The lectures of Silicon Valley investor Peter Thiel, collected in the book Zero to One, are refreshingly candid about the usefulness of excluding competent people for narrow reasons. Thiel tells of a PayPal interviewee who was impressive, but who made a fatal mistake — they mentioned casually that they liked to “play hoops”.
That’s it. They were done.
Thiel justifies this by arguing that it’s practically helpful to have a culturally homogenous team. My point is not to denounce Peter Thiel: he’s just saying out loud what thousands of leaders and managers know and act on daily. That’s how racism works, a lot of the time: it is conducted by people who don’t set out with the intention to be racist. It’s just that perpetuating racism is convenient to their power.
That is, the color of money may be green, but it is no guaranty against racism. In fact, it is often earned with a little help from racism.
This is yet another problem that comes from the misconception that someone needs to be motivated by racist animosity to qualify as racist; and the misconception that racism is something people are, rather than something that people do, or that institutions build into their structure.
This sort of racism happens constantly. Often it’s hidden behind euphemisms and personal judgments that align behind the status quo; but often it’s blatant.
A few years ago, one Asian-American woman I know was part of a hiring process that came down to a choice between two candidates: one a White man, the other an Asian-American woman. The gap in qualifications — in the woman’s favor — was unmistakable; it was a research position, and the woman had more than three times the number of significant papers published.
Also, most of the hiring committee was White and male. And what these White men kept coming back to — and what ended up leading to the White man being chosen — was their so-called intuition.
They said, “I can really imagine working with him.”
They said, “I’m just not sure if she would fit in.”

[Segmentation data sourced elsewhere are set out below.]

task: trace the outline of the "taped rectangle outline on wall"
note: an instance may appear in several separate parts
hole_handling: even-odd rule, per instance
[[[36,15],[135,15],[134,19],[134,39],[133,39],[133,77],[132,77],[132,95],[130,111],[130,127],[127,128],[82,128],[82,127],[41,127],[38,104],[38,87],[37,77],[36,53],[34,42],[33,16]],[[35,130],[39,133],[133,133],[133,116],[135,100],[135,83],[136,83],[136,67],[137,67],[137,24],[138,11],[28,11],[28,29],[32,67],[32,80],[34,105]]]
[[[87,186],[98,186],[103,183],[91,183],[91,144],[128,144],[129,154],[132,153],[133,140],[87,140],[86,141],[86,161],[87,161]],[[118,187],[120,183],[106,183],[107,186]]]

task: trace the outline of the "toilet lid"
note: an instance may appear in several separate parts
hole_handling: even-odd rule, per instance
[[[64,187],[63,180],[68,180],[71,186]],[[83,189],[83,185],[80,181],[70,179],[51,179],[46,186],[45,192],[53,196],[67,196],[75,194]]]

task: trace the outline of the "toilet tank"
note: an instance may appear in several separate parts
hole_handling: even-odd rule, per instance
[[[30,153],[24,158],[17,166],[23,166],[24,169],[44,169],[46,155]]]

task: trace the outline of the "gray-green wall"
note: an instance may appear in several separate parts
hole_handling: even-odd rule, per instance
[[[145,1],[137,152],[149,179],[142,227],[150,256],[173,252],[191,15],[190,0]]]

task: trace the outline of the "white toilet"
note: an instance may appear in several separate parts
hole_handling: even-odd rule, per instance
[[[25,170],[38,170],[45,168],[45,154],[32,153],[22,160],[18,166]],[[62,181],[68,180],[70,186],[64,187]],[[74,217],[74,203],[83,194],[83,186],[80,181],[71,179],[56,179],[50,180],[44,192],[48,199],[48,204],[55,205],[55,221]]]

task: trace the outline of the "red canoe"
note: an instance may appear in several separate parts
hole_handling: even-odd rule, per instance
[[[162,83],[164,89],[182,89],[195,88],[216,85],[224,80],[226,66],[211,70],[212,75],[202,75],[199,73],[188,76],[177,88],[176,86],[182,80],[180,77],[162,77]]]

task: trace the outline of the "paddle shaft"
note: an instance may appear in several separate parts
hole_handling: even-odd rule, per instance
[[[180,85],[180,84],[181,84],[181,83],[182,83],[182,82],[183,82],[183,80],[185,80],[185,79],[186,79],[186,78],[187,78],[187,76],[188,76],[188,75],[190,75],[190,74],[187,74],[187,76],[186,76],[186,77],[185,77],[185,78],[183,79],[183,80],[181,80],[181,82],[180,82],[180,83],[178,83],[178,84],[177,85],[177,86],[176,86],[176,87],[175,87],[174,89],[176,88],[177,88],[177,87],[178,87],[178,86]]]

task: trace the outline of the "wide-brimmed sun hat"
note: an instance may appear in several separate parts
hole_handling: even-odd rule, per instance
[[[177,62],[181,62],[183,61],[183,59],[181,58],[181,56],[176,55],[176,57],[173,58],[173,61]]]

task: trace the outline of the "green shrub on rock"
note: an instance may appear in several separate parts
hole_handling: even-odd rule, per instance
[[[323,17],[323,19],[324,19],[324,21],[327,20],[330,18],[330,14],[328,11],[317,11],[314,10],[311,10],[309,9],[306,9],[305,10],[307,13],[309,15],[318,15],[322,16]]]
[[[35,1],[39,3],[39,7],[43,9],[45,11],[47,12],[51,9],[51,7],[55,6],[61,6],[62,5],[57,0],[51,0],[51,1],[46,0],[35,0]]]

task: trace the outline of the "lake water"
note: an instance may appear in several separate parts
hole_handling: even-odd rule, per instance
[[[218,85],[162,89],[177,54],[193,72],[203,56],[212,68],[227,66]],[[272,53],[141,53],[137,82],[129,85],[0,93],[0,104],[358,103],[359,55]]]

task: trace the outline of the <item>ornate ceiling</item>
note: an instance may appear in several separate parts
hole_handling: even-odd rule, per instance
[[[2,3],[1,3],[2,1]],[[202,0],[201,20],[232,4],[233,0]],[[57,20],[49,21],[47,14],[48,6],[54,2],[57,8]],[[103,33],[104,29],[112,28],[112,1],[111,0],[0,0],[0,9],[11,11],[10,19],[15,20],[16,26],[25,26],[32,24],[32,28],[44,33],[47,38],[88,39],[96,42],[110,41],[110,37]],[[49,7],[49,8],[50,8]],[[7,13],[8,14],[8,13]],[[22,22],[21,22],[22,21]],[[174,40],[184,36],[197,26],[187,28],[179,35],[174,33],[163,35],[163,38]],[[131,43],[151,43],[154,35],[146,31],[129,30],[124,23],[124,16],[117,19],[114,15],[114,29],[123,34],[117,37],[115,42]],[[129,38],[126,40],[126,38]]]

Again, these White people and men were not aiming to be racist or sexist in and of itself. They were just using racism and sexism as practical tools — to feel less threatened, to feel in control, to provide people they imagine are more likely to be friends, to have less impressive competition, to protect their own chances for internal promotion.
That is, in any organization there are strong reasons to prize competence, and also strong reasons to oppose competence. Racism, sexism, and transphobia offer not only destructive motivations in and of themselves. They also offer useful, plausibly deniable, surprisingly palatable tools to oppose competence.
What, then, really is the color of money?